Commenting, a telecoms lawyer, Ayoola Oke, described the sector under Buhari as a disaster, “particularly because of the last minister.”
Oke said there was “too much interference with regulatory powers of NCC, especially the last minute desperate effort to reassign and duplicate regulatory duties to NITDA through the Executive NITDA Bill.”
To the chairman, Mobile Software Nigeria, Chris Uwaje, the ICT ecosystem suffered a traumatic setback – centrally governed by the quest to deliver individual interests and benefits at the altar of greed where national interests were slaughtered and consumed with ferocious intensity and gross impunity.
Uwaje said these non-inclusive features of stakeholders consequently derailed all positive expectations for constructive and sustainable development of digital transformation.

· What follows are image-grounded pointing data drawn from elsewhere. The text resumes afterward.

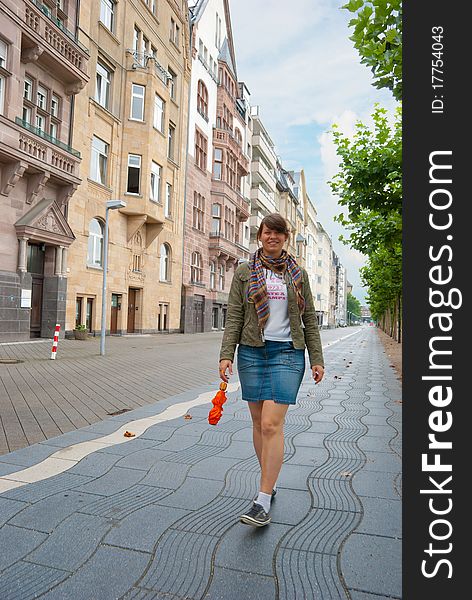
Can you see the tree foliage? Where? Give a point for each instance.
(377, 37)
(369, 187)
(353, 305)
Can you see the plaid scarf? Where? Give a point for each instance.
(257, 289)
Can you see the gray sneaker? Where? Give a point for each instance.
(255, 516)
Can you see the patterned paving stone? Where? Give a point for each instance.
(16, 543)
(27, 581)
(360, 558)
(256, 587)
(107, 575)
(120, 505)
(250, 549)
(142, 528)
(173, 572)
(72, 542)
(193, 494)
(46, 514)
(48, 487)
(9, 508)
(115, 480)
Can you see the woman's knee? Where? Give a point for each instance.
(269, 427)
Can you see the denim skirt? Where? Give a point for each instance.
(271, 372)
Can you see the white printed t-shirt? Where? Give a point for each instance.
(277, 328)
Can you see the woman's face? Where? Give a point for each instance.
(272, 242)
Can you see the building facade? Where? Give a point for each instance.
(217, 206)
(43, 66)
(263, 176)
(131, 128)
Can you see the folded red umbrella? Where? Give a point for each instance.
(215, 413)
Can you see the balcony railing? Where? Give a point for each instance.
(47, 11)
(46, 136)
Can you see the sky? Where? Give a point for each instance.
(305, 74)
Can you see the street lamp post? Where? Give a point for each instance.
(110, 205)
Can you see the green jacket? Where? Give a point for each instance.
(242, 326)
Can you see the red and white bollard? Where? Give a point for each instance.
(55, 342)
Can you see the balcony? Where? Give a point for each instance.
(261, 197)
(260, 143)
(222, 137)
(261, 174)
(40, 146)
(47, 41)
(221, 188)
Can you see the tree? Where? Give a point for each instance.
(369, 186)
(378, 39)
(369, 183)
(353, 305)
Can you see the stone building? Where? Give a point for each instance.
(131, 128)
(43, 66)
(263, 175)
(217, 199)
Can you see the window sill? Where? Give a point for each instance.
(100, 185)
(110, 33)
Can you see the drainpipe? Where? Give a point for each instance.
(186, 171)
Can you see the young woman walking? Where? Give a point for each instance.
(271, 318)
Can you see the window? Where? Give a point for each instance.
(163, 317)
(134, 173)
(99, 161)
(229, 224)
(200, 150)
(156, 174)
(28, 89)
(107, 13)
(221, 277)
(26, 114)
(55, 106)
(159, 105)
(102, 92)
(168, 203)
(215, 317)
(95, 244)
(198, 210)
(137, 102)
(202, 99)
(3, 54)
(78, 311)
(174, 33)
(196, 267)
(212, 275)
(217, 163)
(172, 84)
(216, 219)
(40, 122)
(136, 34)
(41, 97)
(171, 141)
(164, 273)
(2, 94)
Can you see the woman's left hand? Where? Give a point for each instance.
(318, 373)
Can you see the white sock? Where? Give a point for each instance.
(264, 501)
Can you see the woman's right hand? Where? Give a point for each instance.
(226, 364)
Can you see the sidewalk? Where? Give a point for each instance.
(156, 516)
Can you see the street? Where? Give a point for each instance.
(93, 515)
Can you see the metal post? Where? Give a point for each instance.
(104, 285)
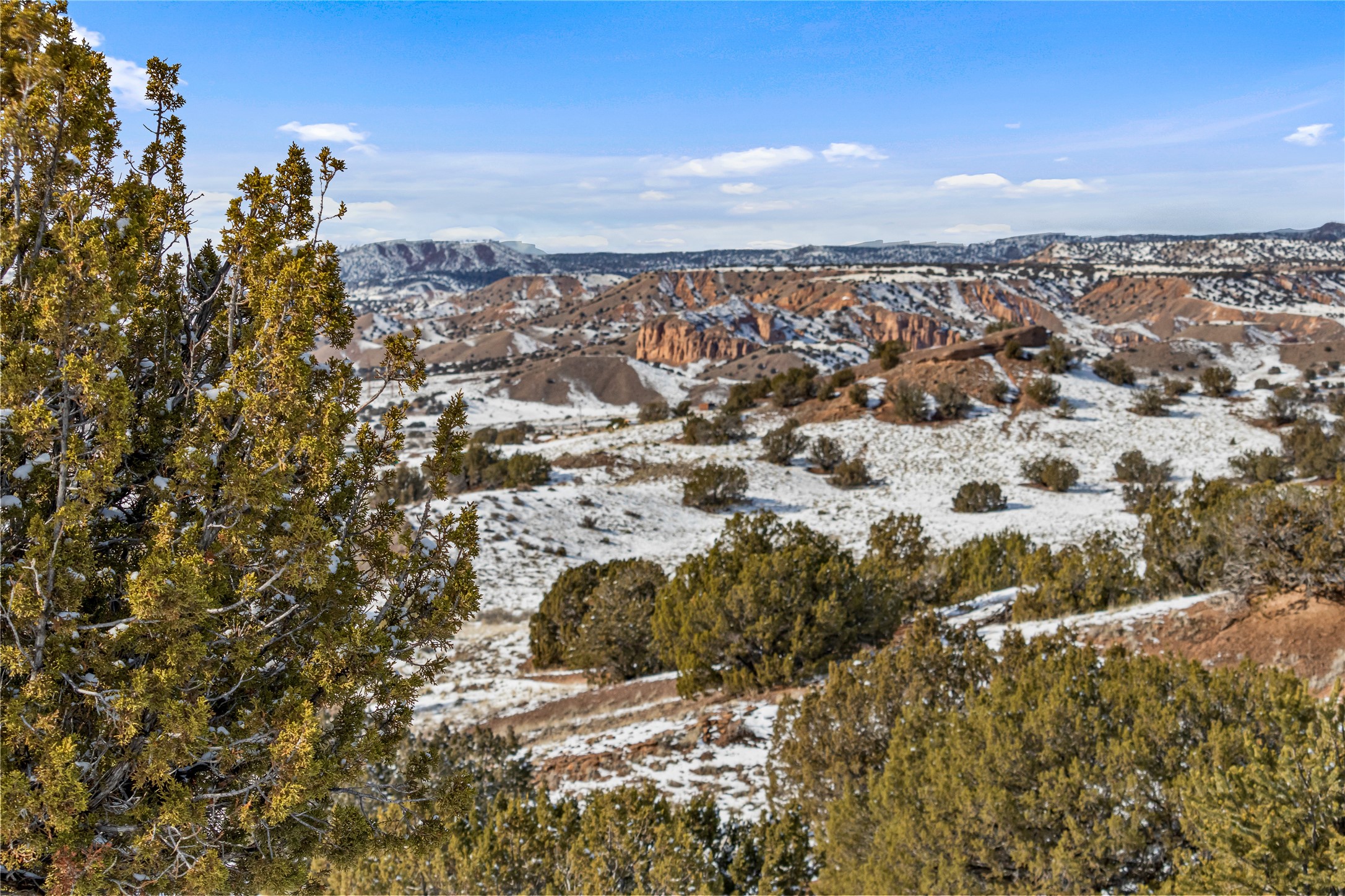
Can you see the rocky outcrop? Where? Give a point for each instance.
(1027, 337)
(673, 341)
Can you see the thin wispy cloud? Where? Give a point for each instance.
(962, 229)
(1309, 135)
(748, 162)
(971, 182)
(469, 233)
(844, 151)
(330, 132)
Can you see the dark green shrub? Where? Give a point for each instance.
(486, 468)
(1217, 382)
(714, 486)
(597, 618)
(1149, 403)
(1044, 390)
(516, 838)
(978, 498)
(1051, 473)
(826, 454)
(794, 387)
(1076, 579)
(850, 474)
(1313, 452)
(1114, 370)
(402, 485)
(783, 443)
(721, 429)
(655, 411)
(980, 566)
(907, 400)
(950, 401)
(1206, 755)
(1056, 358)
(888, 354)
(768, 605)
(1284, 407)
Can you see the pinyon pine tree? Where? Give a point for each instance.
(210, 626)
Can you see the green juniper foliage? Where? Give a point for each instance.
(212, 624)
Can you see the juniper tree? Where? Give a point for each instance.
(212, 627)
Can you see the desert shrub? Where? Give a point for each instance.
(720, 429)
(1076, 579)
(950, 401)
(597, 618)
(714, 486)
(1115, 372)
(980, 566)
(1176, 387)
(978, 498)
(783, 443)
(842, 379)
(907, 400)
(654, 411)
(1217, 381)
(517, 838)
(1312, 451)
(402, 485)
(768, 605)
(1056, 358)
(850, 474)
(486, 468)
(888, 354)
(1149, 403)
(1044, 390)
(1284, 407)
(794, 387)
(826, 454)
(1051, 473)
(1107, 754)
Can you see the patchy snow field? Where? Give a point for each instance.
(918, 470)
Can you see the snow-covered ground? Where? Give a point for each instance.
(918, 470)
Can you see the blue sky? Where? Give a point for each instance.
(643, 127)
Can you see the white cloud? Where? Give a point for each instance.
(128, 81)
(963, 182)
(92, 38)
(752, 207)
(1051, 184)
(838, 151)
(747, 162)
(1309, 135)
(465, 233)
(329, 132)
(978, 229)
(589, 241)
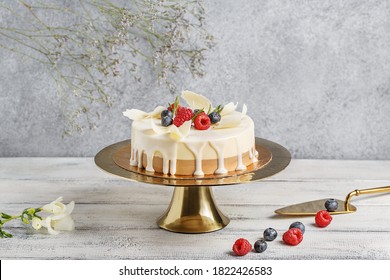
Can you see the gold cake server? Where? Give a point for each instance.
(310, 208)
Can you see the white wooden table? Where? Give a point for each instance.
(116, 218)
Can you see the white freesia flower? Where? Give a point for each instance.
(60, 220)
(36, 223)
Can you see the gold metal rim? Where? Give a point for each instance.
(280, 160)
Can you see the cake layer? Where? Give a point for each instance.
(187, 167)
(200, 152)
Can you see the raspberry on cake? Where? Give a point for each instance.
(193, 139)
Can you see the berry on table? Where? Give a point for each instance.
(166, 113)
(323, 218)
(166, 121)
(293, 236)
(214, 117)
(270, 234)
(331, 205)
(298, 225)
(202, 121)
(260, 246)
(242, 247)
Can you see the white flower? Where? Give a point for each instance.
(36, 223)
(60, 220)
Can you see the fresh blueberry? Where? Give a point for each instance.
(166, 113)
(331, 205)
(270, 234)
(214, 117)
(260, 246)
(166, 121)
(298, 225)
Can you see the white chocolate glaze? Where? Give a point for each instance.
(198, 145)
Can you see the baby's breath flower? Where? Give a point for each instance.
(102, 41)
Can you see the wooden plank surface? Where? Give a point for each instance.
(116, 218)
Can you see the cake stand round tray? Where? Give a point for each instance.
(193, 208)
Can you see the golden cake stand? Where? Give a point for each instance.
(193, 208)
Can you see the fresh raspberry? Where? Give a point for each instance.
(323, 218)
(172, 107)
(293, 236)
(242, 247)
(183, 114)
(178, 121)
(202, 121)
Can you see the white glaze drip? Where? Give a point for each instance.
(240, 166)
(149, 161)
(198, 145)
(219, 147)
(197, 150)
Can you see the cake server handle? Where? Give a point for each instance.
(364, 191)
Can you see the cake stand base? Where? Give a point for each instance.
(193, 210)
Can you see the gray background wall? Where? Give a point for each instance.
(314, 74)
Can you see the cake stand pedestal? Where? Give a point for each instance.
(193, 208)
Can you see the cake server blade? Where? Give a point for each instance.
(310, 208)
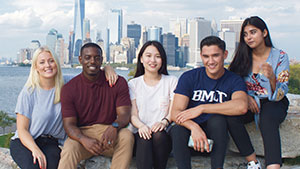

“Evidence of the above is visible from the rate of ICT startup companies, which died before the cab scale. And in particular the national unemployment of (23.7 million) and underemployed (42.1 million) rate of youths.
“All in all, my deepest regret is that the nation experienced a gross deficit in software development growth. Inflamed capital flights and human resources (IP Japa syndrome).
“It is fair to state that the minister of Communications & Digital Economy established some landscape policies that will take decades to mature, it should equally be noted that with all due respect, my contribution was instrumental to the change of name of the ministry,” he stated.
According to him, an analytical post-mortem shows that the ICT response failed to lift Nigeria out of chronic economic inflation and stagflation, “for this and other reasons there is a need to establish ‘A National Software Commission’ and the Office of the ICT General of the Federation.”
From his perspective, the founder, Jidaw Systems, Jide Awe, said despite some improvements in ICT infrastructure, Nigeria still faces infrastructure deficiencies that hinder the growth of online businesses, services, and the digital economy.
Awe said limited access to reliable electricity and the Internet remains a major concern, especially in rural areas and disadvantaged communities with poor network coverage and insufficient broadband connectivity.
He said addressing issues such as multiple taxation, right-of-way, bureaucratic bottlenecks, and regulatory challenges are crucial to promoting telecoms infrastructure development.
According to him, another challenge is the shortage of skilled professionals in the ICT sector. He said the demand for industry-relevant skills surpasses the workforce’s current capabilities, which is exacerbated by the migration of skilled ICT experts due to the “Japa syndrome” phenomenon.
For the country to remain globally competitive, the education system, industry, and government must prioritise reskilling and upskilling programmes to equip students and citizens with the necessary technological and innovative skills.
He said the implementation of the Startup Act is vital for supporting youth innovation and ensuring the growth and sustainability of ICT startups, adding that access to funding and investment opportunities should be given priority.
“Additionally, increased commitment and investment in local technology research and development are essential for fostering innovation and growth,” he stated.